Eden.org
I hope you're out there, and I hope I never find you.
Seeing these cavepaintings from my past, of things I did, is so frustrating. I know you, but if I talked to you, you wouldn't read my name. I guess I'm just a faggot for not letting time blow past me, but I can't help but wish the things I enjoyed stayed as I had them; I don't want their grimey hands all over it, pushing out my old clique and implanting their own eggshell-padded ward room that is eerily quiet and "improved". I want Zet Radio back on air. One is still around, and I occasionally hear word from one or two of the old ones, but most of them are M.I.A.
I've finished my source map. I'm proud of it, and I hope it serves as a nice archive of how the world was, much like waterworld and the like. I plan on working on a map of my mall soon, but I'm afraid I've got a few things coming up that might get in the way, and I can tell that I'm reaching a creative block here soon on Hammer. Hopefully this will pass.

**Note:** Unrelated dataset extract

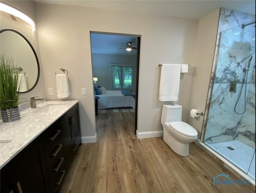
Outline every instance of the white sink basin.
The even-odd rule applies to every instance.
[[[64,107],[63,104],[46,105],[39,107],[38,109],[34,111],[34,113],[51,113],[58,111],[60,108]]]
[[[10,142],[12,140],[0,140],[0,149]]]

Do you think that there's a little network out there untouched by us (the larger part)? I hope Eden.org is real and that I never see it or know what goes on there. It's real to me as long as I don't know it is. I envy them and their lifestyles, and DBN is the closest thing I have to it, being a computer in my closet that I can turn on and play solitaire with when he's off work. Hope you're OK, DBN. // Phonetic Anagrams and their Applications;
Closing notes: Had conversation with "Chris Green". Intoxicated off his ass, but let me into a nightclub. Felt nice to blend out of the lights and music, like I was on a mission. God knows those other people weren't. This whole "Internet" thing is giving me a fucking headache I need to kill the people who do this to her but the body count would be off the chart. Breaking records. I'm feeling lucky soon.